Mississippi Delta Blues Festival em Caxias do Sul inovou e, além da música, promoveu o South Caxias Blues Tour

Há tantas maneiras e tantas razões para sentir que o mundo acaba resultando num estímulo constante para qualquer pessoa disposta a acordar. No entanto, neste espectro inacabável não é em vão que chamam a música de linguagem universal. Seja dos trópicos ou ao Sul do mundo, de uma ilha ou um continente, essa conversa de instrumentos e/ou vozes têm muitas oportunidades para comover. E o blues é mágico para isso. Nem o mais cético fica indolente ouvindo um blues emocionante e bem tocado. Para os norte-americanos a palavra também significa melancolia, tristeza, e isso diz tudo.
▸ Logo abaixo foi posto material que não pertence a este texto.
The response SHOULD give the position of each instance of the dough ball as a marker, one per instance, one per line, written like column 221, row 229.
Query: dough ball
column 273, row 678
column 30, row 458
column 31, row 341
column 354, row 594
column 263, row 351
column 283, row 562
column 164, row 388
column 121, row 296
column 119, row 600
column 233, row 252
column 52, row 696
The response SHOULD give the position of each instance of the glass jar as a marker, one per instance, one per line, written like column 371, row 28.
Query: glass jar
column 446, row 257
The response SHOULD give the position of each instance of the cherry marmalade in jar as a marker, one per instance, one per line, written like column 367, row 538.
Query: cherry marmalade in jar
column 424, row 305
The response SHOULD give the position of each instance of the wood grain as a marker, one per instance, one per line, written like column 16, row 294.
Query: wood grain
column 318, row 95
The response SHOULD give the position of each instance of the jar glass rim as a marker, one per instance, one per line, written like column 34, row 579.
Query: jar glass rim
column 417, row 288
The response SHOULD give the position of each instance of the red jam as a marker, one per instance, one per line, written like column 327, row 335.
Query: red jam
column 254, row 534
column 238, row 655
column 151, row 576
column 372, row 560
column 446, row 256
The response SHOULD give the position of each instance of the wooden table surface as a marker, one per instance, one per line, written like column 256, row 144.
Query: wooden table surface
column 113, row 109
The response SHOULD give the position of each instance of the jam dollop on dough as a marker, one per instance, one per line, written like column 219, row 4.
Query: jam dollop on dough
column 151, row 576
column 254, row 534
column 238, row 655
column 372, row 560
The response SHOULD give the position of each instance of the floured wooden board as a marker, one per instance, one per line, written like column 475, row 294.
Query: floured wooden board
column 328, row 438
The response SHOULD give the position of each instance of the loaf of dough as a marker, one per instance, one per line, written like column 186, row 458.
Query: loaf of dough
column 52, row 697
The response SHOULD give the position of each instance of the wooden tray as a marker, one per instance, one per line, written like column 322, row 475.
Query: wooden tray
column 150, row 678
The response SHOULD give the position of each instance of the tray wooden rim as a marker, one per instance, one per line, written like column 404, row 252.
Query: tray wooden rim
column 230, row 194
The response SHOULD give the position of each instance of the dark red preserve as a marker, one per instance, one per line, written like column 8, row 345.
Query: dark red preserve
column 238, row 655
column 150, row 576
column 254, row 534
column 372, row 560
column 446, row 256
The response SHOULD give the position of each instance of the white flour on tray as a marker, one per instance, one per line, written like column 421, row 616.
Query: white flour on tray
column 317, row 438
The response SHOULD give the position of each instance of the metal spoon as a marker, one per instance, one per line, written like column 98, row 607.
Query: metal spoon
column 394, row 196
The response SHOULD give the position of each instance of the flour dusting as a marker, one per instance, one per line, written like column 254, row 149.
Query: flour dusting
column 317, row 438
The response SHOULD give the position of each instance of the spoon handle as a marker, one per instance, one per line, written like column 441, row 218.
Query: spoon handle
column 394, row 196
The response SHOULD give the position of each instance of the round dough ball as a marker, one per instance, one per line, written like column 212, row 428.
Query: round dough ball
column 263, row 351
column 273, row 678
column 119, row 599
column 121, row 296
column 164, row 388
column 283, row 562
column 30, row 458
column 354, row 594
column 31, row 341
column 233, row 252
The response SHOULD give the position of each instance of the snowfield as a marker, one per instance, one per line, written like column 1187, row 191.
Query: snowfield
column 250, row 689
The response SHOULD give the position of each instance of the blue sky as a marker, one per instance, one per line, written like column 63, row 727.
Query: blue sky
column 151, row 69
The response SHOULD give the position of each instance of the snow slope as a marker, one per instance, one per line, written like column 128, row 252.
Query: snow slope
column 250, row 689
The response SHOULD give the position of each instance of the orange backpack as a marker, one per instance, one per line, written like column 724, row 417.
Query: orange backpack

Nascida de uma triste história de desarraigamento, violência, flagelação e resistência, esta forma musical segue crescendo e ganhando adeptos, ouvidos sensibilizados que percorrem terras e mares para deixar-se emocionar. Por isso, de uma ponta a outra do mundo foi sentida neste fim de semana essa palpitação. Durante três dias a cidade de Caxias do Sul reverberou com o Mississippi Delta Blues Festival (MDBF), uma festa sensorial de alto quilate e na sexta edição. Várias foram as novidades nesta recente ocasião, entre elas o South Caxias Blues Tour (STCB), um sucesso. A música saiu dos cenários clássicos do Festival e encontrou-se com vinhos, morangos e a enraizada tradição italiana que sobrevive no Rio Grande do Sul.

O passeio
A primeira parada de quase 20 participantes do SCBT ocorreu na vinícola Don Claudino. Petiscos típicos da região e vinho produzido e engarrafado pela família Piccoli, proprietária da adega, abriram a rota, harmonizando com um dueto (mais tarde saberíamos que eram os principais organizadores do Festival, Toyo Bagoso e Tomás Seidl) que interpretava com gaita de boca e violão canções daquelas que movem a alma e contam histórias. Mas ainda havia muito por conhecer.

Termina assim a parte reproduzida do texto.